Florida residents who would like to simplify the way their estates are administered after they pass away often choose to create revocable trusts instead of drafting wills. Revocable trusts are documents that allow individuals to manage their assets while they are alive and determine how they will be distributed after they die. They are called revocable because they can be modified or terminated.
Creating a revocable trust
The person who creates a revocable trust for asset management purposes is called the grantor, and the parties they choose to manage them are called trustees. Trustees are usually family members or trusted acquaintances, but they can also be corporations like trust companies or banks. Under Florida law, the person who creates a revocable trust can also be a trustee. The benefits of doing this include avoiding a new assessment and possible fees and taxes when real estate is transferred to a revocable trust. However, grantors who name themselves as trustees should always have at least one additional trustee to ensure that their assets will continue to be managed if they become incapacitated.

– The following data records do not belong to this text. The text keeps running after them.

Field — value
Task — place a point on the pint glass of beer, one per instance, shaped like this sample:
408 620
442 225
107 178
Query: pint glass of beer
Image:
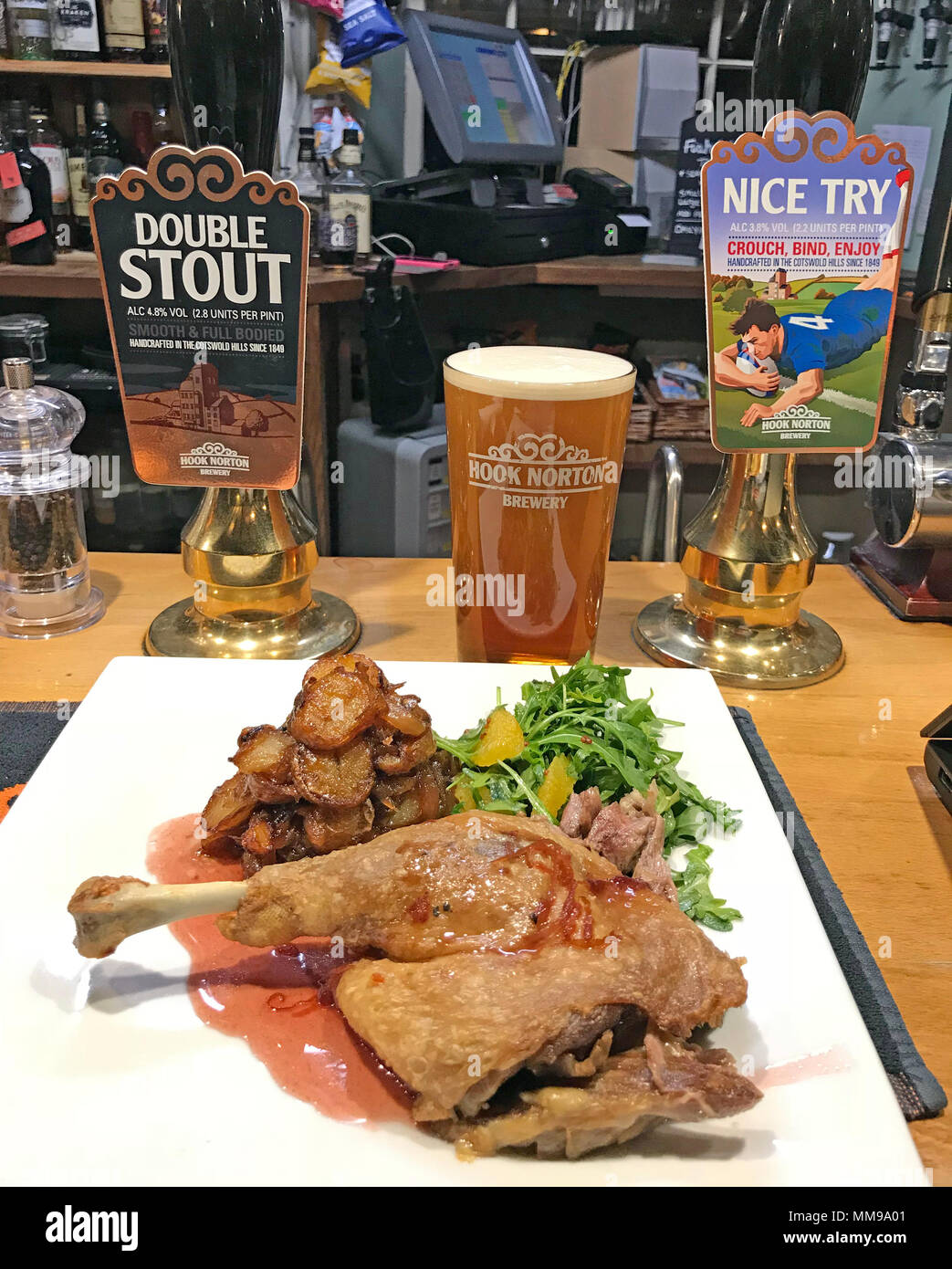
536 443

One of the chief benefits of revocable trusts is that they ensure the grantor’s assets remain available to them if they become physically or mentally incapacitated. When individuals who do not have a revocable trust or durable power of attorney in place become incapacitated, court proceedings are necessary to appoint a guardian to handle their legal and financial affairs. These proceedings take place in public, which means they can be embarrassing as well as costly.
Creating a revocable trust can provide peace of mind and allows the grantor’s estate to avoid probate. This is the legal process that determines whether the will left by a decedent is valid and supervises the transfer of their assets. Jointly owned assets are not subject to probate. In Florida, estates that have non-exempt assets worth less than $75,000 go through a simplified procedure called summary administration. An experienced estate planning attorney could explain the benefits of revocable trusts as well as other estate planning tools like durable powers of attorney and health care directives.